O comércio marítimo pode eventualmente ser imposto – ou controlado – por uma superpotência naval global. Mas o comércio terrestre só pode prosperar em paz. Assim, as Novas Rotas da Seda tem o potencial de ser o Grande Pacificador no Sudoeste da Ásia – o que a visão central do Ocidente chama de Oriente Médio.
O Oriente Médio (lembre-se de Palmyra) sempre foi um ponto-chave das Antigas Rotas da Seda, o grande eixo terrestre do comércio da Euro-Ásia, indo até o Mediterrâneo.
Durante séculos, um quarteto de potências regionais – Egito, Síria, Mesopotâmia (atual Iraque) e Pérsia (atual Irã) – lutaram pela hegemonia em toda a área, desde o delta do Nilo até o Golfo Pérsico. Mais recentemente, tem sido um caso de hegemonia externa: turco otomano, britânico e americano.
Tão delicada, tão frágil, tão imensamente rica em cultura, nenhuma outra região do mundo tem sido, continuamente, desde o início da história, uma zona absolutamente essencial. É claro que o Oriente Médio também era uma zona de crise antes mesmo de o petróleo ser encontrado (os babilônios, aliás, já sabiam disso).
O Oriente Médio é uma parada-chave nos 21 º século, rotas de cadeia de suprimentos transoceânicas – assim a sua importância geopolítica para a superpotência atual, entre outras razões geoeconômicas, relacionada com a energia. Mas seu melhor e mais inteligente entendimento de que o Oriente Médio não precisa permanecer um centro de guerra, ou intimações para guerra, que, aliás, afetam três dessas potências históricas e regionais do quarteto (Síria, Iraque e Irã).

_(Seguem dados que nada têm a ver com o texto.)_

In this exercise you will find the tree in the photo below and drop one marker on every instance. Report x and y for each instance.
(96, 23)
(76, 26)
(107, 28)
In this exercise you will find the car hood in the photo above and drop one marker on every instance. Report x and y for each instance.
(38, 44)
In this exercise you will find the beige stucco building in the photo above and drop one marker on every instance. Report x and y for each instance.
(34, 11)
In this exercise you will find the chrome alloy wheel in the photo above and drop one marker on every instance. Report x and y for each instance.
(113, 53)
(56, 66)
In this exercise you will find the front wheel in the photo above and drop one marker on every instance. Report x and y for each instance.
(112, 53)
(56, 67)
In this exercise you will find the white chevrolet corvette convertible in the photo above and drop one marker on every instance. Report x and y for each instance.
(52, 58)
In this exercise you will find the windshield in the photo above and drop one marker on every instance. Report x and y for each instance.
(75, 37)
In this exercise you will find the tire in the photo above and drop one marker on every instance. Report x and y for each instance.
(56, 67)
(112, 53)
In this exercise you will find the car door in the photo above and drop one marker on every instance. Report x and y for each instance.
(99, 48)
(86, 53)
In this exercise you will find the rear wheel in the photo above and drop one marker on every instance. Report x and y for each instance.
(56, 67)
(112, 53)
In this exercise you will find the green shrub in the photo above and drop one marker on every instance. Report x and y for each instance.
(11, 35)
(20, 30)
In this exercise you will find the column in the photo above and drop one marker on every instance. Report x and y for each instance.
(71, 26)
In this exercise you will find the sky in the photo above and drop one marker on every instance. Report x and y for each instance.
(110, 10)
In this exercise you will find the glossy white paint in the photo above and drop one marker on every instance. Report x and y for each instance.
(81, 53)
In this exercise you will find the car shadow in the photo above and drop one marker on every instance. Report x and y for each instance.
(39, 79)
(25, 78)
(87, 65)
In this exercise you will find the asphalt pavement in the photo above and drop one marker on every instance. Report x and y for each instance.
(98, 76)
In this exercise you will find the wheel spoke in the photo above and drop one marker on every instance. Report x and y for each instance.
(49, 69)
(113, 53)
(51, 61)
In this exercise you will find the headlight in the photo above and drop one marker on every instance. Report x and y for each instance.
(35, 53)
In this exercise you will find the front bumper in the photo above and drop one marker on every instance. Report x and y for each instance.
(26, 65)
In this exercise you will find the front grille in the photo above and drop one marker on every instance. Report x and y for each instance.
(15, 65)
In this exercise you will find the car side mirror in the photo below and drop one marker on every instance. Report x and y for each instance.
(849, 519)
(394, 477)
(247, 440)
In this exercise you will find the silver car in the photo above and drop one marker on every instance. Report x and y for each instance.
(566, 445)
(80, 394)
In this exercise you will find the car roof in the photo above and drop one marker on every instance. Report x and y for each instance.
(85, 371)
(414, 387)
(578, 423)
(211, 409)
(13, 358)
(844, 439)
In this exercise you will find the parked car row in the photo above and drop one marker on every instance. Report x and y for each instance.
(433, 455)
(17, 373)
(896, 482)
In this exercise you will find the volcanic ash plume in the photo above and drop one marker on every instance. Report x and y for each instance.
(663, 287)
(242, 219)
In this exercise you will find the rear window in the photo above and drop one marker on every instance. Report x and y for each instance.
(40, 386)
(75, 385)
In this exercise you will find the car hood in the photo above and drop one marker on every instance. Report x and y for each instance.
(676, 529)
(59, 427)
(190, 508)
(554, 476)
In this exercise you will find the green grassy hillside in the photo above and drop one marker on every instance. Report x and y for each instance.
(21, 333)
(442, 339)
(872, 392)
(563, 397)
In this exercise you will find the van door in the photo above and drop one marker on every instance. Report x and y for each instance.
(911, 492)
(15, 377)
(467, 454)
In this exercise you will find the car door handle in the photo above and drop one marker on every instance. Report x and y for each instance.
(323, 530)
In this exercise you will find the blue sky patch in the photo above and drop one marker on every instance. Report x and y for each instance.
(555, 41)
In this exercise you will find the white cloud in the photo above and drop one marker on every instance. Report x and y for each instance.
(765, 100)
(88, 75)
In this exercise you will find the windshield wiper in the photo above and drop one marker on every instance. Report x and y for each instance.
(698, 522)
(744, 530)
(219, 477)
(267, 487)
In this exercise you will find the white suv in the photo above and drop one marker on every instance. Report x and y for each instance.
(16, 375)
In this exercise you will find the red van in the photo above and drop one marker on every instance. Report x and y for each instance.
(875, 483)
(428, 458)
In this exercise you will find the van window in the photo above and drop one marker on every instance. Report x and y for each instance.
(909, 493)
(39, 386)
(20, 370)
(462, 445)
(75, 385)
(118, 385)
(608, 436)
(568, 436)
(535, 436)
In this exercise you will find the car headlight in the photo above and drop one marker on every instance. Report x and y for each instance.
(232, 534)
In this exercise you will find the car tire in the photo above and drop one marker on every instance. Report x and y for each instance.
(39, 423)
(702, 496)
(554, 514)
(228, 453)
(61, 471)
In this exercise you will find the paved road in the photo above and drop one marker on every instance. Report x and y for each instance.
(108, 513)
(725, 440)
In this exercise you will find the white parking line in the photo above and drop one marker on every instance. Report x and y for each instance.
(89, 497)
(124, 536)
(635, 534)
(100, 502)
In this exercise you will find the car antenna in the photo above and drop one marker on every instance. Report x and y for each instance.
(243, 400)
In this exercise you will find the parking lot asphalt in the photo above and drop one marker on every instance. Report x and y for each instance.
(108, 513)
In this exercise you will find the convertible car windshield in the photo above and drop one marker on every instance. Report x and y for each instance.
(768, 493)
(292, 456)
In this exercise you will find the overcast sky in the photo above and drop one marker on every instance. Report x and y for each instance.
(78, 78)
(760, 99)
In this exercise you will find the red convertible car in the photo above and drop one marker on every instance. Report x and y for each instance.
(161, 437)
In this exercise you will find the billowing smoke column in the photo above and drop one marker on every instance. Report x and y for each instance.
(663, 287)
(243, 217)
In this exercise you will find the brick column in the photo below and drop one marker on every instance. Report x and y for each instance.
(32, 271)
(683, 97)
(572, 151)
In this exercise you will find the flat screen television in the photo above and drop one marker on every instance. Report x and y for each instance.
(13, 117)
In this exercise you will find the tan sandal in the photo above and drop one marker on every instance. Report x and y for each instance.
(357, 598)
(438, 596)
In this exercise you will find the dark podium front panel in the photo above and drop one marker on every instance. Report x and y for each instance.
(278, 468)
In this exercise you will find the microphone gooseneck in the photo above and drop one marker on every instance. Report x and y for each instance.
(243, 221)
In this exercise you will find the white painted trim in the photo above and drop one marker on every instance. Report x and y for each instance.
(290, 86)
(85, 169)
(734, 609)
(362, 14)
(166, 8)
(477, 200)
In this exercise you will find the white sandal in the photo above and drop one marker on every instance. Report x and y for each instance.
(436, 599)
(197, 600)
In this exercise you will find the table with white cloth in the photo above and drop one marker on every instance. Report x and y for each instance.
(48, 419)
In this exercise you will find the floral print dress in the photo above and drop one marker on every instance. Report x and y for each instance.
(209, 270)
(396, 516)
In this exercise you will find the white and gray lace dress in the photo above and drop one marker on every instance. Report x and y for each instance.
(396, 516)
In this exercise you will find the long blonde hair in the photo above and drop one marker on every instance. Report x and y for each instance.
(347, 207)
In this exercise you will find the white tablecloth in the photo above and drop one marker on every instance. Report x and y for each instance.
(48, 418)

O que as Novas Rotas da Seda estão propondo é uma integração abrangente, econômica e interligada, do leste da Ásia, passando pela Ásia Central, até o Irã, Iraque e Síria, até o Mediterrâneo Oriental. Assim como as antigas Rotas de Seda. Não é de admirar que os interesses do Partido da Guerra sejam tão desconfortáveis com essa verdadeira “ameaça” à paz.